Probability – L16.8 Properties of the LMS Estimation Error

In this segment, we’re going to go over a few theoretical properties of the estimation error in least mean squares estimation.

Recall that our least mean squares estimator is the conditional expectation of the unknown random variable, given our observations.

Let us define the error, which is the difference between the estimator and the random variable that we are trying to estimate.

Let us start with some observations.

What is the expected value of our estimator?

Well, using the law of iterated expectations, the expectation of a conditional expectation is the same as the unconditional expectation.

And using this property, by moving this Theta to the other side, what we obtain is that the estimation error has an expectation of 0.

So this tells us that the estimation error, on the average, is equal to 0, which is good news.

In fact, something stronger is true.

Not just the overall average of the estimation error is 0, but even if you condition on a particular measurement, still the conditional expectation of your estimation error is going to be equal to 0.

Let us derive this relation.

We’re looking at the expected value of Theta tilde, which is Theta hat minus Theta, conditional on a value of X.

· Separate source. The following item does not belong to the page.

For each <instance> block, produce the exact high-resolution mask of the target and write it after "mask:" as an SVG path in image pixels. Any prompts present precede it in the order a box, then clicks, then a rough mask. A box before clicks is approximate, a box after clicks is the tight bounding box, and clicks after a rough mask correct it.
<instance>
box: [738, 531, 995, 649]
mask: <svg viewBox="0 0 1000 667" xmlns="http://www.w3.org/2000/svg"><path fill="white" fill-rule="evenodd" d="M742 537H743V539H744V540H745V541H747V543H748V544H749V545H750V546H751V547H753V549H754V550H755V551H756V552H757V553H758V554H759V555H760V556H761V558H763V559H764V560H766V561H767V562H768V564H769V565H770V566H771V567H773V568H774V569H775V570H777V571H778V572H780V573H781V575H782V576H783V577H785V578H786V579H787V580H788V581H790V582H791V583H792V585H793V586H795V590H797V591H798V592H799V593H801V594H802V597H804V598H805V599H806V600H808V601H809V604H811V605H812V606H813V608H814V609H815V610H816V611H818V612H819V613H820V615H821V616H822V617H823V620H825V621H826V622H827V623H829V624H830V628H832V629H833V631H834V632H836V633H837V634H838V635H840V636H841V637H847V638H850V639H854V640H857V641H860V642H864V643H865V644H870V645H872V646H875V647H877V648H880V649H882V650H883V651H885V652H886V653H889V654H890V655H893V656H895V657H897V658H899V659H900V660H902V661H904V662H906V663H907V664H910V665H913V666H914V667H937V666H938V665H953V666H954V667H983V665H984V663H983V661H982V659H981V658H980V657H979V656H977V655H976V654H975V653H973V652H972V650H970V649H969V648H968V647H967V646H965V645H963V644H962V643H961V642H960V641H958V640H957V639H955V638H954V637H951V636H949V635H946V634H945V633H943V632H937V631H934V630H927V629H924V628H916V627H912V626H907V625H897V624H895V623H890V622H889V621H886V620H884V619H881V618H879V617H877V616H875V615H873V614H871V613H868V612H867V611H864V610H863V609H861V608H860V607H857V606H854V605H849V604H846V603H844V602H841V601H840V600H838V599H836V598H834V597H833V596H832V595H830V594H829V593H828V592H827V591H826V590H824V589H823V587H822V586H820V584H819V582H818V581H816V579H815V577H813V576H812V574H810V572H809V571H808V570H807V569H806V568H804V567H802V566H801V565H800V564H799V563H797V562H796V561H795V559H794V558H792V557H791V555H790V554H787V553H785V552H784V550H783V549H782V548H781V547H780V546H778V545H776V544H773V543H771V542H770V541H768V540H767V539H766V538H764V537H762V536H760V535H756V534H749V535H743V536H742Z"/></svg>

Now, if I tell you the value of X, then the estimator is completely determined– there’s no uncertainty about it– so the expectation of Theta hat, in this conditional universe, is just Theta hat itself.

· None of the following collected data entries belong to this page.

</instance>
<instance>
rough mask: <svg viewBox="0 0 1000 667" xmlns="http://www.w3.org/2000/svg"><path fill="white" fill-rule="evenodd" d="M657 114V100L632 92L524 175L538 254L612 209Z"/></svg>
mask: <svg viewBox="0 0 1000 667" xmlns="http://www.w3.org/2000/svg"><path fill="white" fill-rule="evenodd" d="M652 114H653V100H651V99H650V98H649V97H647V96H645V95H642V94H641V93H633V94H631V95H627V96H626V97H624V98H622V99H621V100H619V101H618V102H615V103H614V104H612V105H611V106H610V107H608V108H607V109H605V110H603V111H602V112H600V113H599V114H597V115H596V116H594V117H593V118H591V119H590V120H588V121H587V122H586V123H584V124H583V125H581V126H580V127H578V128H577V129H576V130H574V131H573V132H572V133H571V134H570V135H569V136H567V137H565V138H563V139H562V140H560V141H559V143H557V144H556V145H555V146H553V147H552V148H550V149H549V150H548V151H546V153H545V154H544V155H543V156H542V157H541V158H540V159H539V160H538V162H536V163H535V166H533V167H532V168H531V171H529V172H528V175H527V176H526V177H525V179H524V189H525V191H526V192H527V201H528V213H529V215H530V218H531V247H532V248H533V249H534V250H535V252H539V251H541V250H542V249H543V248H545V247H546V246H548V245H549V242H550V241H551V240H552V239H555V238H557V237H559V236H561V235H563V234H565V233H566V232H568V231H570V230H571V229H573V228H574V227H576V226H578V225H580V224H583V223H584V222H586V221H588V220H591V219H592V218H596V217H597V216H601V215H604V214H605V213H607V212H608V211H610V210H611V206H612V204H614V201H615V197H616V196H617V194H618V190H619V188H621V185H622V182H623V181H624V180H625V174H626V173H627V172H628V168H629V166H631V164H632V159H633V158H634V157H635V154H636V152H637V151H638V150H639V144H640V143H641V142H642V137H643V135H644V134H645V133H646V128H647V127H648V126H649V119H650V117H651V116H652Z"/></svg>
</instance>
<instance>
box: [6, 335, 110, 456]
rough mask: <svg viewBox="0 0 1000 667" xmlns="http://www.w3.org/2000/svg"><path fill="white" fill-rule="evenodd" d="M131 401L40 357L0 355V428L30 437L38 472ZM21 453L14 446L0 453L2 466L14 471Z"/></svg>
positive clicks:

And we’re left with the second term, but the second term is also Theta hat, and therefore we obtain a difference of 0.

Let us now move to a slightly more complicated question.

What is the covariance between the estimation error and the estimate?

We will calculate the covariance as follows.

It is the expected value of the product of the two random variables that we are interested in, minus the product of their expectations.

Now, we already calculated that the expected value of the estimation error is equal to 0, and therefore, this term here disappears.

This term is equal to 0.

So we now need to calculate the first term.

This may seem difficult, but conditioning is always a great trick, so let’s do that.

Let us start by calculating the conditional expectation of this product.

As before, in the conditional universe, where we’re told the value of X, the value of Theta hat is known.

It is becoming a constant, so it can be pulled outside the expectation.

But then we can apply the fact that we established earlier that this term is 0, and therefore, we obtain a 0 here.

Now, the expected value of a random variable is the same as the expected value of the conditional expectation.

This is, again, the law of iterated expectations.

Since the conditional expectation is 0, when we apply the law of iterated expectations to this quantity, we also obtain a 0.

Therefore, this term is 0 as well, and we have established what we wanted to show.

Using this fact, now we can figure out that the following is true.

We write the random variable Theta as the sum of Theta hat minus Theta tilde.

This comes simply from this definition here, by just moving Theta to this side, and Theta tilde to the other side.

So Theta is the difference of two random variables, and these two random variables have 0 covariance.

When two random variables have 0 covariance, then the variance of their sum, or of their difference, is the sum of the variances.

And this leads us to this relation– that the variance of our random variable can be decomposed into two pieces.

One of them is the variance of the estimator, and the other is the variance of the estimation error.

This is an interesting fact.

It can actually be derived in a different way, as well.

It is just a manifestation of the law of total variances, but hidden in somewhat different notation.

And this concludes our discussion of theoretical properties of the estimation error.

Unfortunately we will not have the opportunity to use them in any interesting ways.

On the other hand, they are a foundational piece for the more general theory of least-squares estimation.

If you try to develop it in a more sophisticated and more deep way, it turns out that these properties are cornerstones of that theory.